A thunderclap concussed the air and not only deafened Shandy, who had just climbed to his feet, but staggered him too, so that he had to grab a line of rigging to keep from falling, and when he glanced around, choking in the redoubled metallic stench, he saw that the ship had returned to being the familiar old Carmichael again and that the resurrected fighters were just dim shadows. The arms on his jacket were gone.

He glanced up. Beth Hurwood hung motionless in midair twenty feet above the poop deck, but Friend was rushing upward into the blue sky, and though he was glowing more brightly than ever now, almost too brightly to stare at, he was thrashing like a man attacked by wasps, and even over the ringing in his ears Shandy could hear him screaming. Finally, far above, there was a flash that left a red blot in front of Shandy's eyes wherever he looked, and the sky was full of fine white ash.

Very gently, Beth Hurwood was lowered back into the cabin, and some of the planks that had been torn away slithered back up and clung across the ragged gaps. The ghosts of the Spanish and English sailors, nearly impossible to see now, drifted this way and that across the deck to the blood puddles around the killed members of Jenny's crew, and though the ghosts momentarily seemed to draw sustenance from the blood, some of the ash that had been Leo Friend swirled silently across the deck and seemed to poison them.

The pile of broken lumber kept shifting even after the animate planks had eeled away to provide bars for Beth's cage, and finally two bloody human figures crawled out from underneath. Shandy started to yell a pleased greeting - then noticed the broken and emptied head of one, and the completely caved-in chest of the other. After that he looked at their eyes and wasn't surprised at the emptiness in them.

Nearer Shandy, the corpse of Mr. Bird sat up, got laboriously to its feet and shambled over to the blocks where the mainsail sheet was controlled; one by one the other corpses joined him there, and when they had all gathered, somehow managing to look expectant in spite of their dead faces, Shandy counted fourteen of them.

"Not Davies," he said thickly, seeing that body standing among them and realizing for the first time that his friend had been killed. "Not Davies."

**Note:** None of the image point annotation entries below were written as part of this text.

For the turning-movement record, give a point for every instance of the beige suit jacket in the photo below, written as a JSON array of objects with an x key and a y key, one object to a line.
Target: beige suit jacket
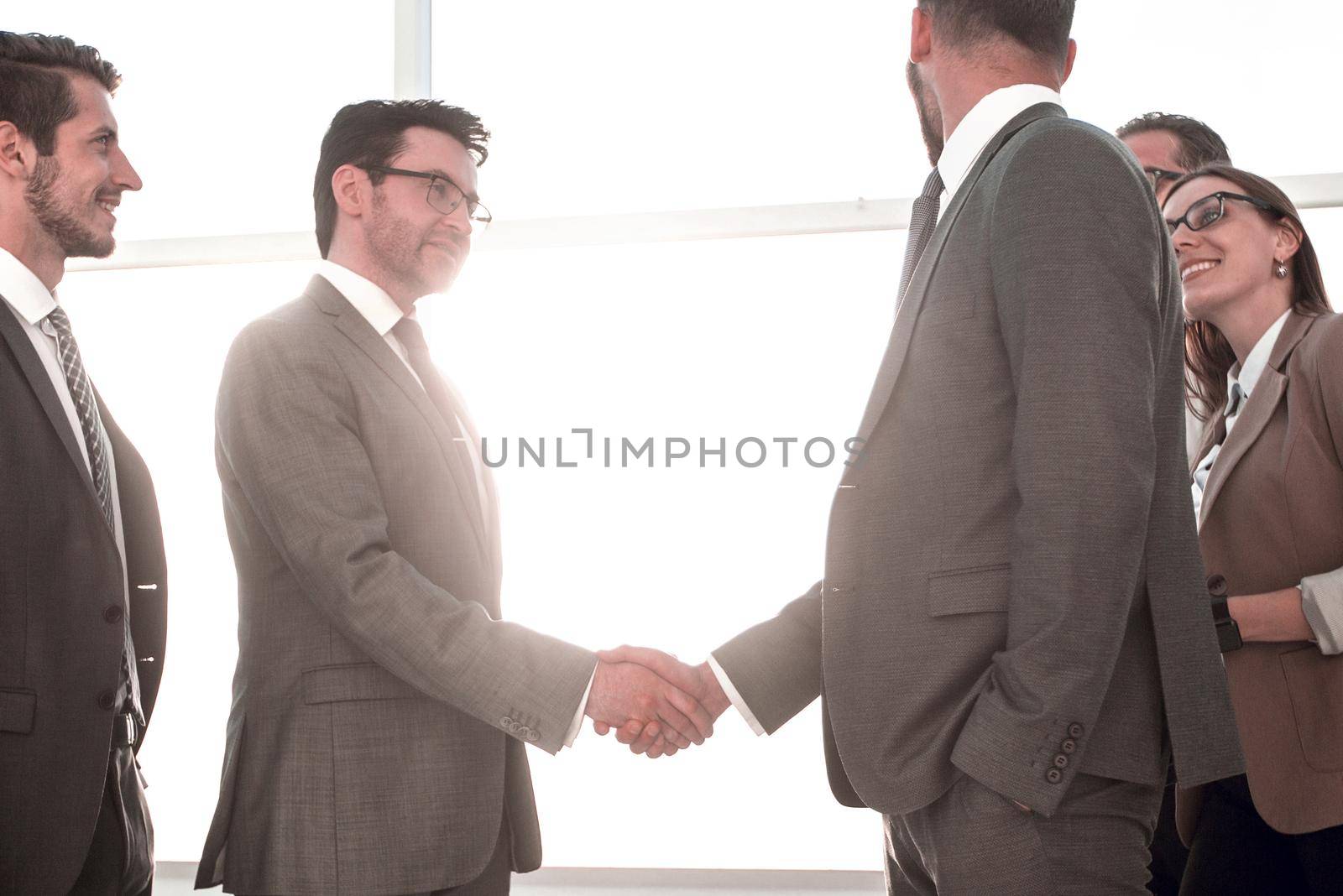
[
  {"x": 380, "y": 705},
  {"x": 1272, "y": 515}
]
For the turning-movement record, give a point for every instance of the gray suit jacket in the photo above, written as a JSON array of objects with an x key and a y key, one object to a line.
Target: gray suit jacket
[
  {"x": 1013, "y": 584},
  {"x": 380, "y": 706}
]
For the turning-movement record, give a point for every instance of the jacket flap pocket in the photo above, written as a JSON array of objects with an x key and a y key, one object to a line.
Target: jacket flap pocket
[
  {"x": 355, "y": 681},
  {"x": 1315, "y": 685},
  {"x": 978, "y": 589},
  {"x": 18, "y": 710}
]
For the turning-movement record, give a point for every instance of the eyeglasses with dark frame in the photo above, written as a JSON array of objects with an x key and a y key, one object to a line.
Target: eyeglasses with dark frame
[
  {"x": 1157, "y": 175},
  {"x": 443, "y": 196},
  {"x": 1210, "y": 210}
]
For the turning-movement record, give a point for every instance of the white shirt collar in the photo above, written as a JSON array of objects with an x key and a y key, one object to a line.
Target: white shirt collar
[
  {"x": 22, "y": 289},
  {"x": 369, "y": 300},
  {"x": 1248, "y": 374},
  {"x": 980, "y": 127}
]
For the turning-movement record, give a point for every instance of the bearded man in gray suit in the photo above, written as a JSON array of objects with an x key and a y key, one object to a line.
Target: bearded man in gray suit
[
  {"x": 380, "y": 705},
  {"x": 1011, "y": 632}
]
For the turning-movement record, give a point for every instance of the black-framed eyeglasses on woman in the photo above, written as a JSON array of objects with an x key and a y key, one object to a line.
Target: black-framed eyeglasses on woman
[
  {"x": 443, "y": 196},
  {"x": 1210, "y": 210}
]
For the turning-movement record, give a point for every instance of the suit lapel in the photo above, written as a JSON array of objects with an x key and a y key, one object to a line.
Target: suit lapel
[
  {"x": 47, "y": 398},
  {"x": 359, "y": 331},
  {"x": 1257, "y": 412},
  {"x": 903, "y": 331}
]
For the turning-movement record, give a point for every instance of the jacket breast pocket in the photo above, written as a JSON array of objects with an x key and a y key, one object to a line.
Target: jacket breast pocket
[
  {"x": 355, "y": 681},
  {"x": 18, "y": 710},
  {"x": 975, "y": 589},
  {"x": 1315, "y": 685}
]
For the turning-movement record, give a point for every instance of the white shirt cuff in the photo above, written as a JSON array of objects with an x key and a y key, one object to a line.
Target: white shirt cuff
[
  {"x": 725, "y": 683},
  {"x": 1322, "y": 602},
  {"x": 577, "y": 716}
]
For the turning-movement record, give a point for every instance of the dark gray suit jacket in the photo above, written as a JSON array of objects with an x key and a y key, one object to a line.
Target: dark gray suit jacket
[
  {"x": 1013, "y": 584},
  {"x": 380, "y": 706},
  {"x": 60, "y": 625}
]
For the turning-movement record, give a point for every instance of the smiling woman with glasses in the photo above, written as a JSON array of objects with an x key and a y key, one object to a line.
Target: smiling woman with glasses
[{"x": 1266, "y": 367}]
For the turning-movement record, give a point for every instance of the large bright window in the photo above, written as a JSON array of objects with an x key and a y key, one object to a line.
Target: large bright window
[{"x": 602, "y": 109}]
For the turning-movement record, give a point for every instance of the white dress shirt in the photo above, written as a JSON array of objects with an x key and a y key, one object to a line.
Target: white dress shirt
[
  {"x": 959, "y": 154},
  {"x": 30, "y": 300},
  {"x": 376, "y": 306},
  {"x": 1240, "y": 383},
  {"x": 980, "y": 125}
]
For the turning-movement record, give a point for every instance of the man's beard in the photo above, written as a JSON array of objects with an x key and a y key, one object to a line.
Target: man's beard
[
  {"x": 395, "y": 247},
  {"x": 930, "y": 116},
  {"x": 55, "y": 212}
]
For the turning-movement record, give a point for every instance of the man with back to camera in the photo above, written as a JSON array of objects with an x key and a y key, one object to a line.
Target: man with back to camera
[
  {"x": 380, "y": 707},
  {"x": 1168, "y": 147},
  {"x": 82, "y": 578},
  {"x": 1011, "y": 635}
]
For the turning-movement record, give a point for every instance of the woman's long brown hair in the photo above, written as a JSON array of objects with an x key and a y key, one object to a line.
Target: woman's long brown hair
[{"x": 1208, "y": 354}]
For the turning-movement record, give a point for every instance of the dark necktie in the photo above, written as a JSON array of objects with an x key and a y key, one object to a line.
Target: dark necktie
[
  {"x": 923, "y": 221},
  {"x": 413, "y": 337},
  {"x": 96, "y": 441}
]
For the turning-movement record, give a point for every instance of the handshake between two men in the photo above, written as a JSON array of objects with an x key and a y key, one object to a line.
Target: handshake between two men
[{"x": 656, "y": 703}]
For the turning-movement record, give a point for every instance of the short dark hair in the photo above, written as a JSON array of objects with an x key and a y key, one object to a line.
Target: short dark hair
[
  {"x": 1199, "y": 145},
  {"x": 35, "y": 93},
  {"x": 373, "y": 133},
  {"x": 1040, "y": 26}
]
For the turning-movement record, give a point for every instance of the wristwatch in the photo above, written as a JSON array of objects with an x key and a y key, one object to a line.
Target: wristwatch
[{"x": 1228, "y": 632}]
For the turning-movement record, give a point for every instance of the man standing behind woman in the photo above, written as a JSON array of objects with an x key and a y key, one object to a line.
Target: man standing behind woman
[{"x": 1266, "y": 360}]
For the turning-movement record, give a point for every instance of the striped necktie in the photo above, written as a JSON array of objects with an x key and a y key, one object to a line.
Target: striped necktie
[
  {"x": 81, "y": 391},
  {"x": 96, "y": 441},
  {"x": 923, "y": 221}
]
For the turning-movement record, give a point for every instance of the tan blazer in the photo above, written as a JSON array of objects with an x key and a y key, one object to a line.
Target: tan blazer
[
  {"x": 1273, "y": 514},
  {"x": 380, "y": 707}
]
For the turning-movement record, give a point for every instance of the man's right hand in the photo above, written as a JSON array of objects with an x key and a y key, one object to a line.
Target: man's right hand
[
  {"x": 628, "y": 694},
  {"x": 696, "y": 680}
]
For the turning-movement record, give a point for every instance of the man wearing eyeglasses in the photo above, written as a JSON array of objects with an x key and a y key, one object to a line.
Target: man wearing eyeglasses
[
  {"x": 1168, "y": 147},
  {"x": 380, "y": 705}
]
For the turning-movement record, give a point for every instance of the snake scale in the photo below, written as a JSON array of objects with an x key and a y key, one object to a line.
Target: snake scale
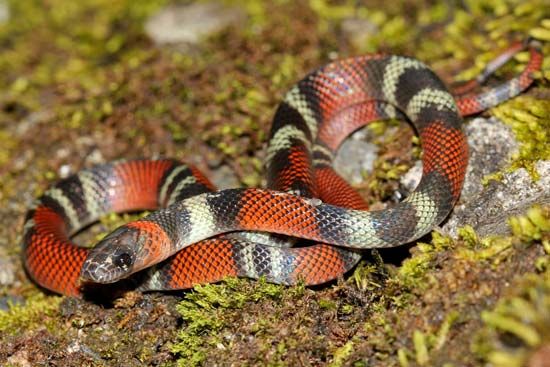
[{"x": 186, "y": 242}]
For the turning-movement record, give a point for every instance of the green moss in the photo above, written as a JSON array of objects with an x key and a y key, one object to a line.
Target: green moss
[
  {"x": 38, "y": 311},
  {"x": 518, "y": 325},
  {"x": 529, "y": 119},
  {"x": 205, "y": 312},
  {"x": 413, "y": 270}
]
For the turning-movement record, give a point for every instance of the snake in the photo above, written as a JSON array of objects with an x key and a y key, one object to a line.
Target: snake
[{"x": 198, "y": 234}]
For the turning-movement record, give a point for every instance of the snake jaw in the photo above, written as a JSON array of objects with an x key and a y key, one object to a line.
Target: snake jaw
[{"x": 113, "y": 257}]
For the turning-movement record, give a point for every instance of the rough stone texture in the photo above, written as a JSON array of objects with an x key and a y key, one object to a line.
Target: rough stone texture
[
  {"x": 358, "y": 31},
  {"x": 355, "y": 157},
  {"x": 190, "y": 24},
  {"x": 490, "y": 143},
  {"x": 487, "y": 208},
  {"x": 489, "y": 211}
]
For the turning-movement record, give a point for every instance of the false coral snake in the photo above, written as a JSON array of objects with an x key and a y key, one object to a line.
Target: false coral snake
[{"x": 306, "y": 198}]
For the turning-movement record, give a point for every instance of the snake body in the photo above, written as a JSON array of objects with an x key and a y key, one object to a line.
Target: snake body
[{"x": 305, "y": 199}]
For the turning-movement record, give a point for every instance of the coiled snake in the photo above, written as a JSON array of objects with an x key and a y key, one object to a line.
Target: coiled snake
[{"x": 305, "y": 199}]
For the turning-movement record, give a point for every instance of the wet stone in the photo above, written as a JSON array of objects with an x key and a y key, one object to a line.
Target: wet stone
[
  {"x": 190, "y": 24},
  {"x": 355, "y": 157}
]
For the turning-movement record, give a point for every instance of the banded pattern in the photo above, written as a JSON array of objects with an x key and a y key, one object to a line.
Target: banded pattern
[{"x": 314, "y": 118}]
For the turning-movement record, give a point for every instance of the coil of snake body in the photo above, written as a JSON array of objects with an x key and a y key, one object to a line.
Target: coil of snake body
[{"x": 305, "y": 197}]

Hurwood came sailing in over the rail, swerving like a big bird over the heads of Shandy and the rest of the exhausted survivors, and landed on the poop deck near the now partially boarded-over hole. He stared expressionlessly down at Shandy for several seconds, then shook his head. "Sorry," he said to him. "I don't have a big enough crew to be able to spare him. Now get off of my ship."

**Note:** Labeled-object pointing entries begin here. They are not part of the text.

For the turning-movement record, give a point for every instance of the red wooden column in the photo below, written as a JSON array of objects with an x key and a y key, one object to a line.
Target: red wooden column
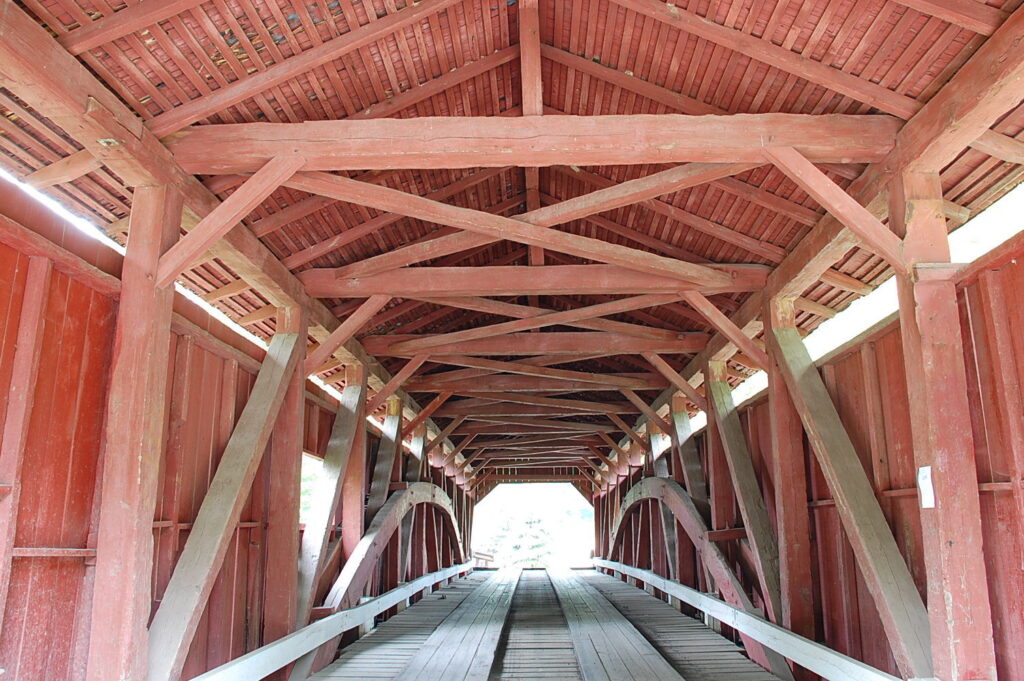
[
  {"x": 943, "y": 444},
  {"x": 792, "y": 517},
  {"x": 134, "y": 443}
]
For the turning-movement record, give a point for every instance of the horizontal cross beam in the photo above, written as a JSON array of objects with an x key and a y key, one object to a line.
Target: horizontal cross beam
[
  {"x": 537, "y": 140},
  {"x": 566, "y": 343},
  {"x": 520, "y": 281}
]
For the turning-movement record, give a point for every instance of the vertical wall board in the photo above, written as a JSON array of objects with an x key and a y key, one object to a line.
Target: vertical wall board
[
  {"x": 59, "y": 469},
  {"x": 42, "y": 635},
  {"x": 850, "y": 623}
]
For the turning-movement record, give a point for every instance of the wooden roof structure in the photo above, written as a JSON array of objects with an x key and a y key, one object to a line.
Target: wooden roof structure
[{"x": 536, "y": 218}]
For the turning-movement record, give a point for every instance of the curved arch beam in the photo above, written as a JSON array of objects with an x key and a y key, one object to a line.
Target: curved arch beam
[
  {"x": 678, "y": 501},
  {"x": 348, "y": 587},
  {"x": 354, "y": 576}
]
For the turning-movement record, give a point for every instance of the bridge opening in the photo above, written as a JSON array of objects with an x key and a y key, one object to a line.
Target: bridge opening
[
  {"x": 534, "y": 524},
  {"x": 377, "y": 280}
]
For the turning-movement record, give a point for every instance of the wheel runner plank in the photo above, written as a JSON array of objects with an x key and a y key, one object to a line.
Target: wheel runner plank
[
  {"x": 463, "y": 646},
  {"x": 537, "y": 645},
  {"x": 693, "y": 649},
  {"x": 608, "y": 647},
  {"x": 385, "y": 651}
]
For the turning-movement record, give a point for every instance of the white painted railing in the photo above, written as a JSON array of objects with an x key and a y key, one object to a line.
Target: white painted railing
[
  {"x": 819, "y": 658},
  {"x": 278, "y": 654}
]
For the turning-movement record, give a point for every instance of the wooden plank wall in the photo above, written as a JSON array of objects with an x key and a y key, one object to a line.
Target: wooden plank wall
[
  {"x": 48, "y": 598},
  {"x": 44, "y": 630},
  {"x": 868, "y": 386}
]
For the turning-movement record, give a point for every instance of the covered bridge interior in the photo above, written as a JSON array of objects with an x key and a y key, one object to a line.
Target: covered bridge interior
[{"x": 478, "y": 242}]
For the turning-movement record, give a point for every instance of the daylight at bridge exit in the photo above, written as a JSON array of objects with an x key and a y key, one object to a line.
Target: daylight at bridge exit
[{"x": 540, "y": 340}]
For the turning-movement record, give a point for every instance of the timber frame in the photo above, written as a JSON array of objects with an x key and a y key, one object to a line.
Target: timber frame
[{"x": 520, "y": 252}]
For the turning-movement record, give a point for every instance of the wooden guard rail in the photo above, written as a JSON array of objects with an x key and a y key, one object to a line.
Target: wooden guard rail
[
  {"x": 819, "y": 658},
  {"x": 275, "y": 655}
]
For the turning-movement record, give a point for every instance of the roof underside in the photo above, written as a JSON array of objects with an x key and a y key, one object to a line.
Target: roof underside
[{"x": 463, "y": 58}]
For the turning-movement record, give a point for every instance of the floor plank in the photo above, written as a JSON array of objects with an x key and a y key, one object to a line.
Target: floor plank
[
  {"x": 692, "y": 648},
  {"x": 385, "y": 651},
  {"x": 608, "y": 646},
  {"x": 537, "y": 645}
]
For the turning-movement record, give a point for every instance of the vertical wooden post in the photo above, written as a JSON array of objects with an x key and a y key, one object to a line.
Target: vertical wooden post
[
  {"x": 353, "y": 492},
  {"x": 388, "y": 453},
  {"x": 747, "y": 487},
  {"x": 690, "y": 470},
  {"x": 792, "y": 516},
  {"x": 347, "y": 432},
  {"x": 176, "y": 620},
  {"x": 282, "y": 596},
  {"x": 20, "y": 395},
  {"x": 943, "y": 444},
  {"x": 886, "y": 575},
  {"x": 134, "y": 443}
]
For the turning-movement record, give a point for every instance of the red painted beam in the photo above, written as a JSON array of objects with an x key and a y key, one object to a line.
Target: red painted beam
[
  {"x": 516, "y": 281},
  {"x": 566, "y": 343}
]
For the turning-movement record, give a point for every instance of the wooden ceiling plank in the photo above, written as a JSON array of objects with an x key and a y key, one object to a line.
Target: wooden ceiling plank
[
  {"x": 280, "y": 73},
  {"x": 984, "y": 88},
  {"x": 793, "y": 62},
  {"x": 537, "y": 140},
  {"x": 121, "y": 24},
  {"x": 673, "y": 179},
  {"x": 970, "y": 14},
  {"x": 220, "y": 220},
  {"x": 521, "y": 281},
  {"x": 433, "y": 87}
]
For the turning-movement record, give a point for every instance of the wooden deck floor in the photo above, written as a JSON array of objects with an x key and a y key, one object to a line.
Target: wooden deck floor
[
  {"x": 536, "y": 626},
  {"x": 537, "y": 645},
  {"x": 693, "y": 649}
]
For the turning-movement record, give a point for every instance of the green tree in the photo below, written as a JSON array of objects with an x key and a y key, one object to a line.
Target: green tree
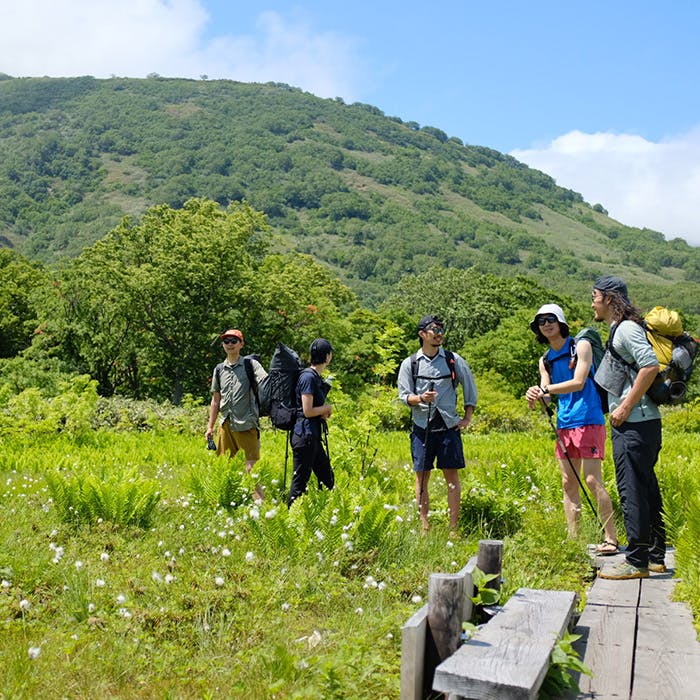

Shandy looked toward the Jenny, whose mast and scorched sail were visible poking up above the starboard rail. The smoke that had been billowing up right after the fireball had fallen into the vessel was just wisps and curls now - evidently the men still aboard her had managed to put out the fire.

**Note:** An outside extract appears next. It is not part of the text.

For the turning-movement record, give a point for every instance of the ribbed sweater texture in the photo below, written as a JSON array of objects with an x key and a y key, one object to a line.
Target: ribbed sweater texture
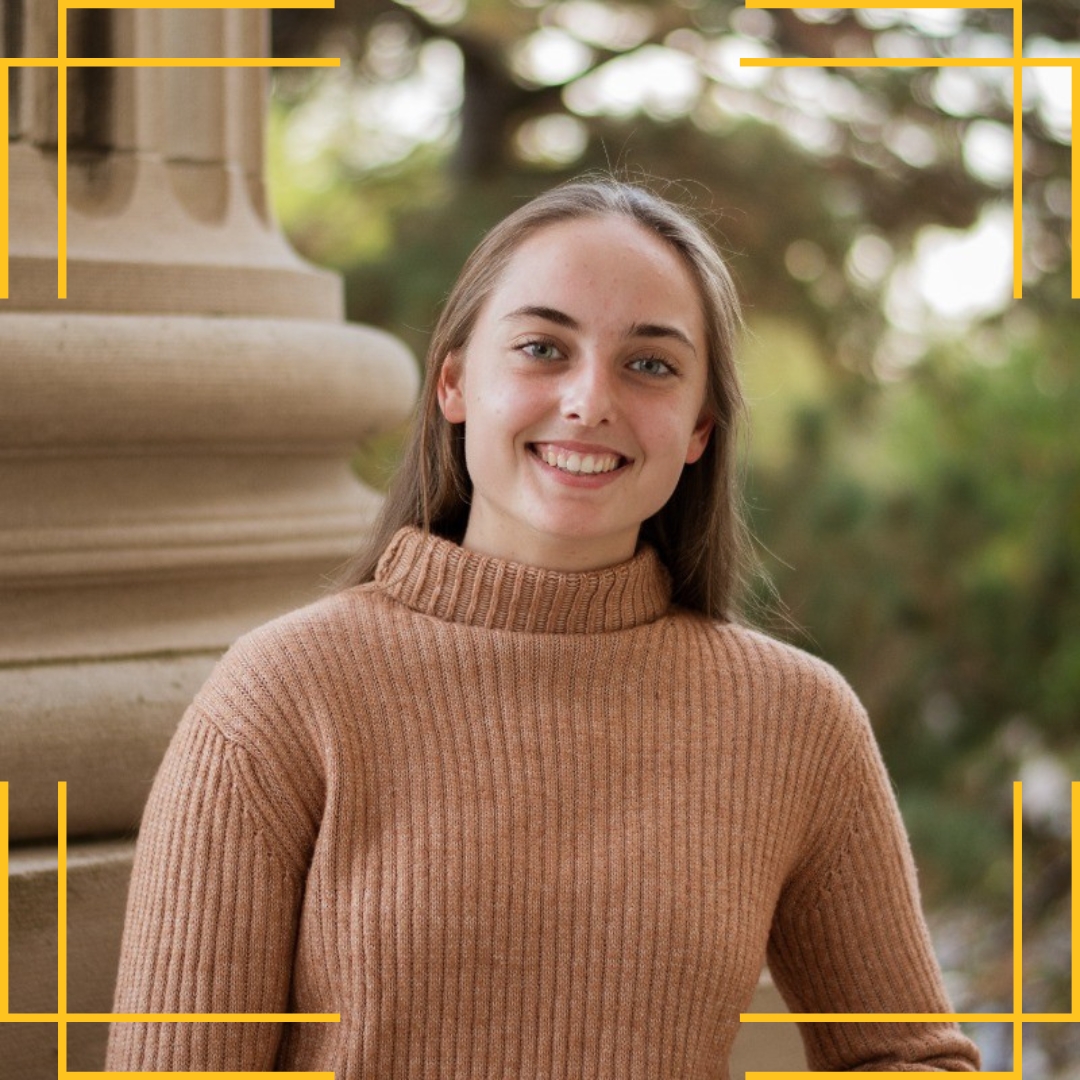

The twenty or so living pirates on the Carmichael's deck, many of whom were wounded and bleeding, looked toward Shandy.

He nodded. "Back aboard the Jenny," he said, trying to keep out of his voice the choking bitterness he felt. "I'll join you in a moment."

As his men shuffled and limped across the deck to where the Jenny's grappling hooks still clung to the Carmichael's gunwales and rigging, Shandy took a deep breath and, though knowing that it would be useless and quite possibly fatal, walked purposefully across the deck toward the damaged cabin Beth was in.

Hurwood just watched him approach, a faint smile on his face.

Shandy stopped in front of the bolted door, and, feeling ridiculous as well as frightened and determined, knocked on the door. "Beth," he said clearly. "This is Jack Shandy - that is, John Chandagnac." Already the name seemed unnatural to him. "Come with me and I promise to take you directly to the nearest civilized port."

"How," came Beth's voice, surprisingly calm, through the warped door, "can I trust a man who murdered a naval officer in order to save killers from the just consequences of their acts, and later held a knife at my throat to keep me from my own father?"